High oil prices seem to have played a role in retaining the sector’s customer base acquired during the pandemic. Combined transport finds itself in an upwards trajectory in general, though: for Q1 2021, it scored a 3,17 per cent growth in traffic, while for the whole of 2020, the sector achieved an increase of 6,77 per cent compared to previous years.
Intercontinental intermodal rail makes a difference
Intermodal transport is an integral part of the combined transport sector. The more intermodal transport grows, the more it boosts combined transport. Regional transportation is essential; however, intercontinental cargo transport can make a difference in the sector.
For instance, intercontinental intermodal rail between Europe-China grew by 31 per cent during 2020. This growth is bringing investments and new intermodal terminals in Europe, boosting combined transport and leaving a long-term footprint that is visible now and will continue to be visible in the coming months.
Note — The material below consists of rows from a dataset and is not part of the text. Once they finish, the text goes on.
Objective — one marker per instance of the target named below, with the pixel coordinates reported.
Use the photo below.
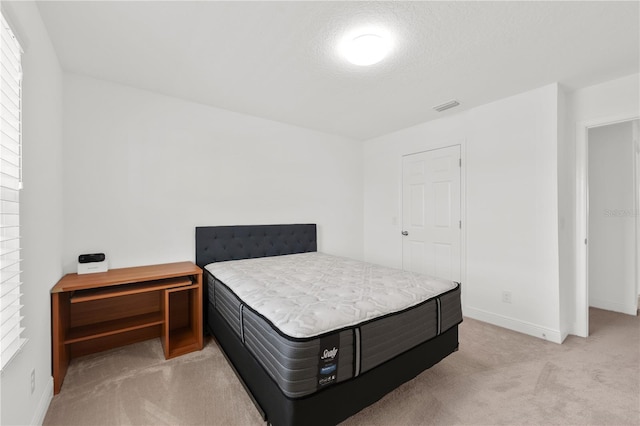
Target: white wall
(612, 218)
(510, 192)
(141, 170)
(41, 217)
(601, 103)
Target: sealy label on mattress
(328, 359)
(308, 294)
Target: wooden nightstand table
(94, 312)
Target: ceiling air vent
(446, 105)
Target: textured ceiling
(278, 60)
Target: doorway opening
(608, 258)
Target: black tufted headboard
(220, 243)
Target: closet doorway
(612, 210)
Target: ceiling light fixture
(366, 47)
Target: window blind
(11, 330)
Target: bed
(309, 342)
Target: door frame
(582, 216)
(463, 206)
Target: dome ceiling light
(366, 47)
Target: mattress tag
(328, 359)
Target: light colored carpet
(497, 377)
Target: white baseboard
(514, 324)
(43, 405)
(607, 305)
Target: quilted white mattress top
(309, 294)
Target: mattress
(312, 320)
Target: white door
(612, 218)
(431, 213)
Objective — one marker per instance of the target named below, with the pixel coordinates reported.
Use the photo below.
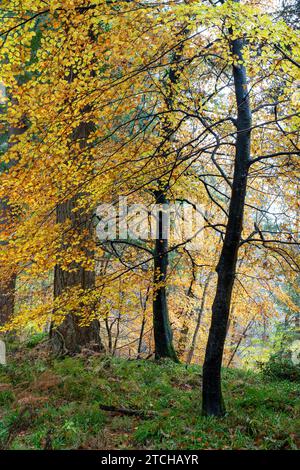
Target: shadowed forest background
(129, 341)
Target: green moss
(261, 414)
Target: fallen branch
(128, 412)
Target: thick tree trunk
(69, 337)
(212, 395)
(163, 336)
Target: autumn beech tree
(195, 102)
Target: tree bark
(163, 336)
(213, 404)
(200, 314)
(69, 337)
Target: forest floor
(58, 404)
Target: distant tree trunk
(163, 336)
(69, 337)
(184, 333)
(8, 286)
(200, 314)
(7, 299)
(212, 394)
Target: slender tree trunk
(69, 337)
(200, 314)
(163, 336)
(212, 395)
(7, 299)
(8, 286)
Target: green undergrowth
(56, 404)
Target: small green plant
(281, 366)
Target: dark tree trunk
(200, 314)
(69, 337)
(212, 395)
(7, 300)
(163, 336)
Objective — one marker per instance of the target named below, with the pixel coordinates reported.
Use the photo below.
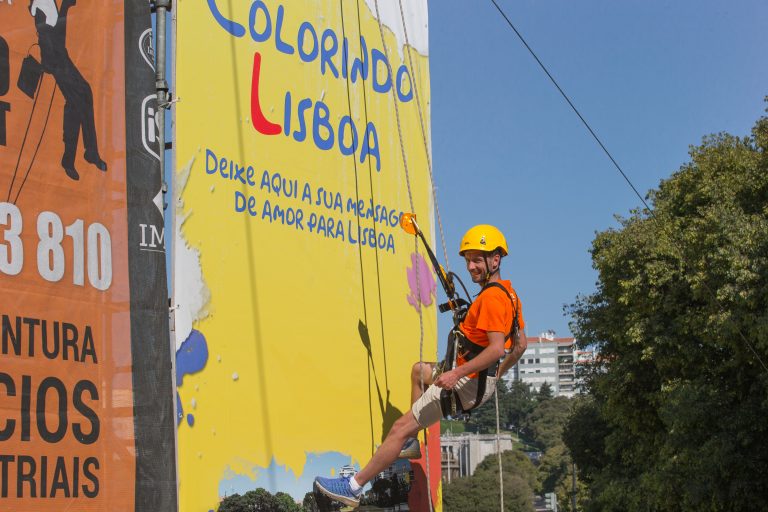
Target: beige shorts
(427, 409)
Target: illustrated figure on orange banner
(493, 324)
(51, 24)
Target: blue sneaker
(411, 449)
(338, 489)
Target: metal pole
(573, 489)
(161, 85)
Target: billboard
(301, 135)
(86, 404)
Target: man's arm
(490, 354)
(520, 344)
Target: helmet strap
(488, 272)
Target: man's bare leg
(387, 453)
(419, 371)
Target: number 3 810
(91, 248)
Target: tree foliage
(679, 419)
(259, 500)
(481, 491)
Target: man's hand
(447, 380)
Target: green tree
(518, 405)
(481, 491)
(483, 419)
(286, 503)
(259, 500)
(680, 318)
(547, 421)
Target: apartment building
(553, 360)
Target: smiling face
(477, 264)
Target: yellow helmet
(483, 237)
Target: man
(494, 316)
(51, 24)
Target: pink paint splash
(427, 285)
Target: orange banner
(66, 384)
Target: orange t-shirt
(491, 311)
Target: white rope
(415, 240)
(424, 139)
(498, 451)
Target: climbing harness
(458, 343)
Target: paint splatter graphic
(427, 286)
(190, 358)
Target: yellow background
(286, 306)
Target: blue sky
(651, 77)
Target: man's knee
(421, 371)
(405, 425)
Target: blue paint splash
(191, 357)
(278, 477)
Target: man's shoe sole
(341, 499)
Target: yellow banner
(302, 134)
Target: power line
(616, 164)
(570, 103)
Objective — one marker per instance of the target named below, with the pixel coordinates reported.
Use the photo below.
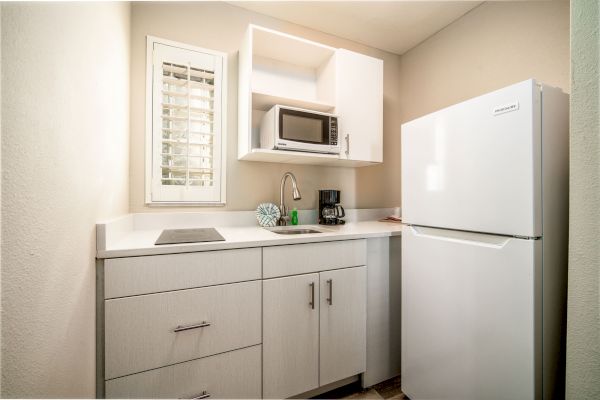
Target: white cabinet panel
(359, 105)
(140, 331)
(343, 319)
(232, 375)
(471, 167)
(290, 335)
(470, 310)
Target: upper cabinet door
(359, 105)
(343, 320)
(476, 166)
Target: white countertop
(140, 242)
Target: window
(185, 132)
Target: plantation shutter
(186, 125)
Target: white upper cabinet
(277, 68)
(359, 105)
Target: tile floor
(388, 390)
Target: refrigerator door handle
(471, 238)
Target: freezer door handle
(471, 238)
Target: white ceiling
(394, 26)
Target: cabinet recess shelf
(291, 157)
(277, 68)
(264, 101)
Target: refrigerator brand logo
(506, 108)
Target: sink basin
(293, 230)
(296, 231)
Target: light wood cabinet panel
(313, 257)
(290, 335)
(359, 105)
(343, 318)
(150, 274)
(139, 331)
(232, 375)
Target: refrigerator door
(470, 315)
(476, 166)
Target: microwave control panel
(333, 131)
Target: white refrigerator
(484, 248)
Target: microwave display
(304, 127)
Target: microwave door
(299, 130)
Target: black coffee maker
(330, 212)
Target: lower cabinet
(231, 375)
(314, 330)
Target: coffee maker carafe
(330, 212)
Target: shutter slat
(183, 106)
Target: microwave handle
(348, 145)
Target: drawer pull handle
(202, 324)
(203, 395)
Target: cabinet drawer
(140, 331)
(150, 274)
(232, 375)
(313, 257)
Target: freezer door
(475, 166)
(470, 316)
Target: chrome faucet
(295, 194)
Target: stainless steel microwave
(289, 128)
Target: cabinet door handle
(348, 145)
(202, 324)
(203, 395)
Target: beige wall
(496, 44)
(221, 26)
(583, 327)
(65, 151)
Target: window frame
(149, 129)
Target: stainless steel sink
(292, 230)
(297, 231)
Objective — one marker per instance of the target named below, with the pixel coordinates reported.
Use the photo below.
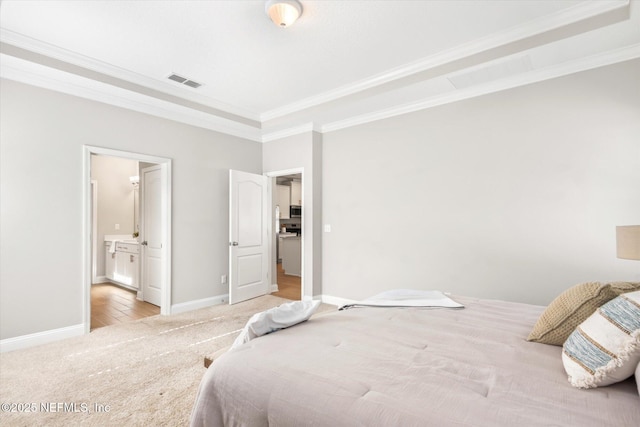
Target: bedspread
(407, 367)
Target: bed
(373, 366)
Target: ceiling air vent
(184, 81)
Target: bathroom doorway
(117, 253)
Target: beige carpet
(141, 373)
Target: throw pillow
(605, 348)
(572, 307)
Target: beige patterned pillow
(572, 307)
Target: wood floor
(289, 287)
(111, 304)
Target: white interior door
(248, 236)
(153, 240)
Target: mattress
(372, 366)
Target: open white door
(248, 236)
(154, 244)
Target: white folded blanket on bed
(407, 298)
(276, 318)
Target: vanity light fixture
(283, 12)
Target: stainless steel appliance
(295, 211)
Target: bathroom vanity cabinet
(122, 265)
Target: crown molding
(296, 130)
(55, 52)
(37, 75)
(535, 27)
(608, 58)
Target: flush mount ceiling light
(283, 12)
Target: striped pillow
(605, 348)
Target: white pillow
(280, 317)
(605, 348)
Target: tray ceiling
(342, 63)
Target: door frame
(272, 265)
(87, 226)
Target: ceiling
(341, 64)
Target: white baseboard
(31, 340)
(201, 303)
(328, 299)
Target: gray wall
(41, 154)
(513, 195)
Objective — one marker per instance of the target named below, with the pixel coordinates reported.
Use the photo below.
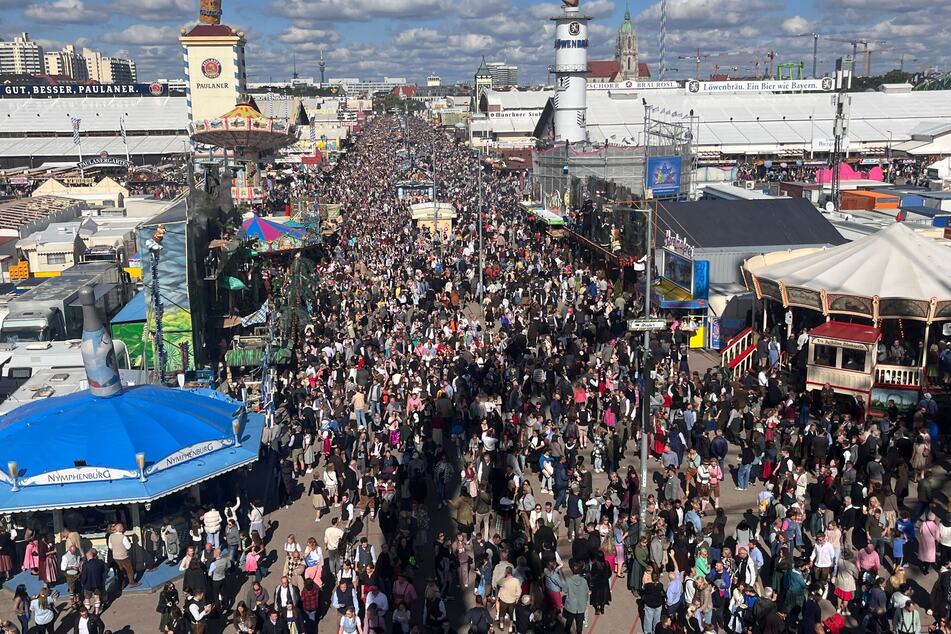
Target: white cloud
(709, 13)
(299, 35)
(144, 35)
(362, 10)
(159, 10)
(796, 25)
(66, 11)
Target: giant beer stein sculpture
(99, 357)
(210, 12)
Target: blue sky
(411, 38)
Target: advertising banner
(663, 175)
(22, 91)
(701, 279)
(770, 85)
(678, 270)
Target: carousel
(248, 135)
(886, 301)
(267, 236)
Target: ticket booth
(843, 356)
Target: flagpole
(125, 141)
(78, 141)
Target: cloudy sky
(411, 38)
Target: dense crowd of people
(487, 426)
(410, 394)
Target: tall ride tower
(214, 65)
(571, 69)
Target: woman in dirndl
(7, 551)
(48, 562)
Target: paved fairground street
(391, 317)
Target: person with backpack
(478, 617)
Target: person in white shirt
(198, 611)
(88, 623)
(377, 598)
(822, 560)
(71, 563)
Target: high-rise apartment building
(67, 63)
(503, 75)
(109, 70)
(22, 56)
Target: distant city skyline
(371, 39)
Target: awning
(672, 296)
(186, 437)
(237, 357)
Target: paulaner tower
(571, 69)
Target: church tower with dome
(626, 50)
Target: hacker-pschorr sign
(104, 161)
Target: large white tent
(893, 273)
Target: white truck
(51, 310)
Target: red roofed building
(607, 70)
(625, 65)
(404, 92)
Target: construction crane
(815, 50)
(902, 55)
(696, 59)
(865, 49)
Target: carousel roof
(896, 268)
(271, 236)
(80, 450)
(243, 128)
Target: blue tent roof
(79, 450)
(132, 312)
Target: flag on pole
(257, 317)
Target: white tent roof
(895, 262)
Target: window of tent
(824, 355)
(853, 359)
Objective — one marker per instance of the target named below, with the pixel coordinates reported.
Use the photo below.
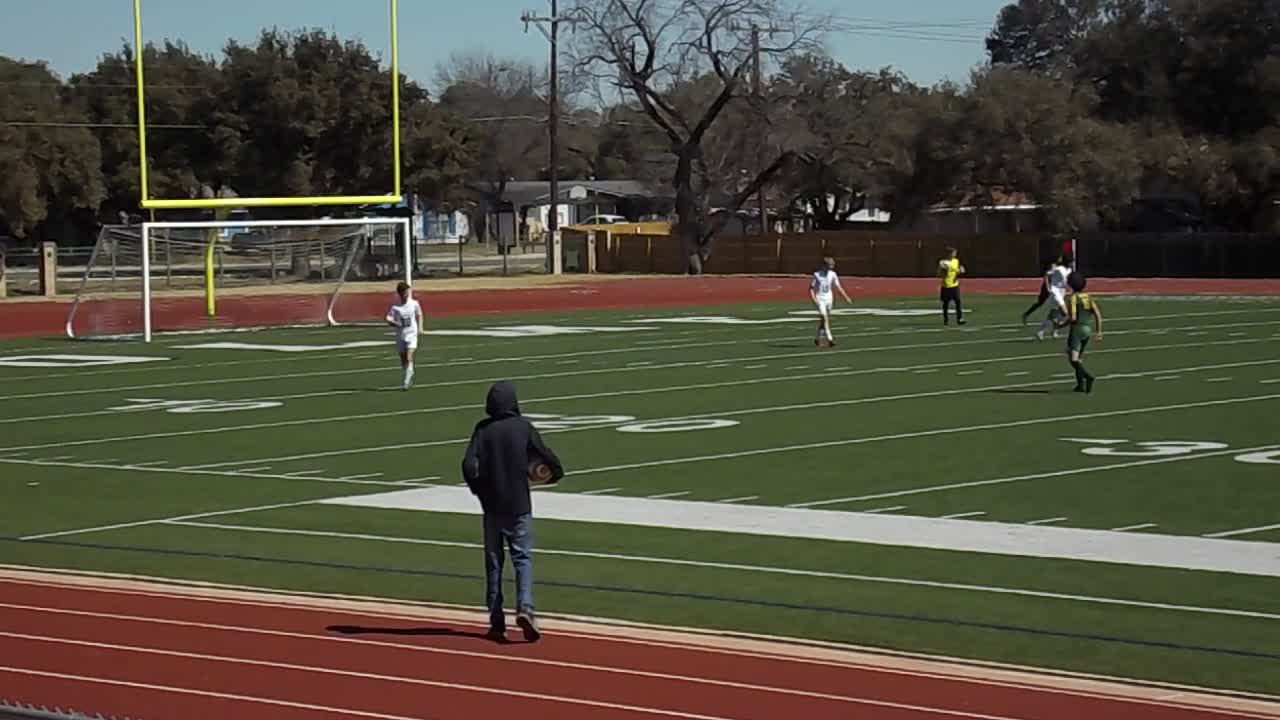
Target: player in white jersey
(1055, 279)
(406, 317)
(822, 292)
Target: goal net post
(227, 276)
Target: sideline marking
(763, 569)
(1184, 552)
(140, 523)
(1243, 532)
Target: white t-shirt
(407, 318)
(1057, 276)
(823, 285)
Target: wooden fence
(878, 254)
(914, 254)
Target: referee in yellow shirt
(950, 270)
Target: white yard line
(935, 432)
(725, 414)
(746, 568)
(1243, 532)
(108, 388)
(237, 474)
(613, 393)
(926, 490)
(1018, 540)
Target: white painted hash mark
(1045, 522)
(1243, 532)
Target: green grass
(904, 417)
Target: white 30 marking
(545, 422)
(1271, 458)
(1166, 449)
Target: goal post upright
(146, 281)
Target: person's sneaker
(529, 625)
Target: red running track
(161, 654)
(123, 315)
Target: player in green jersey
(1084, 317)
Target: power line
(129, 126)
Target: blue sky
(929, 40)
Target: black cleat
(529, 625)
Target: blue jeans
(516, 532)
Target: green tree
(50, 164)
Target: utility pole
(760, 146)
(554, 258)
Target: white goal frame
(147, 227)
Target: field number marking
(545, 422)
(1106, 447)
(184, 406)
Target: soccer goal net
(237, 276)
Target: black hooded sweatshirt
(502, 446)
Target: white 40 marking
(183, 406)
(1114, 447)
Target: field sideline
(725, 474)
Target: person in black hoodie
(497, 470)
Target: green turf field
(894, 458)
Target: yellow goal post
(149, 203)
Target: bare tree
(502, 104)
(649, 49)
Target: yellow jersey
(950, 272)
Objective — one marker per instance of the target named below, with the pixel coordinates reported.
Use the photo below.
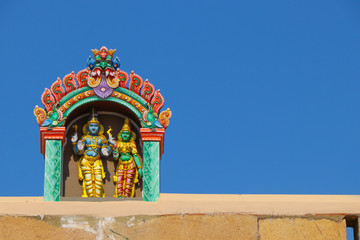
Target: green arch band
(124, 91)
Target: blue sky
(264, 94)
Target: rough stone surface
(357, 230)
(193, 227)
(239, 227)
(15, 228)
(301, 229)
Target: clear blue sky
(264, 94)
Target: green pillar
(151, 190)
(52, 170)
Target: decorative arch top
(102, 80)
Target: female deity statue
(128, 169)
(92, 145)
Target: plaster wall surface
(182, 216)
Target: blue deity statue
(92, 146)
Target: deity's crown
(103, 52)
(93, 117)
(126, 126)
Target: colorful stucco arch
(102, 84)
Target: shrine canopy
(102, 81)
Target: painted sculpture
(129, 169)
(92, 146)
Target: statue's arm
(78, 146)
(105, 147)
(116, 153)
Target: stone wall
(177, 216)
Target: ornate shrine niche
(102, 133)
(109, 114)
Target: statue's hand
(105, 151)
(74, 138)
(140, 172)
(81, 177)
(116, 154)
(80, 145)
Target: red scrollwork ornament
(148, 91)
(158, 101)
(123, 77)
(69, 82)
(81, 77)
(47, 99)
(135, 83)
(57, 90)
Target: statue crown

Fit for 55 package positive
As the International Union for Road-Rail Combined Transport (UIRR) underlined, it is still crucial for Europe to create the optimal regulatory environment for combined transport to grow more. The Fit for 55 package is a brave step in this direction, and combined transport already offers a proven solution according to its needs.
“Market players already report 65-70 per cent CO2 emission reductions realised by shifting pure road transport chains to combined transport. By complementing electric rail freight and electrically powered intermodal transhipment with electric trucks on the first and last mile road legs, Zero Carbon Combined Transport can become daily routine within a decade,” said UIRR.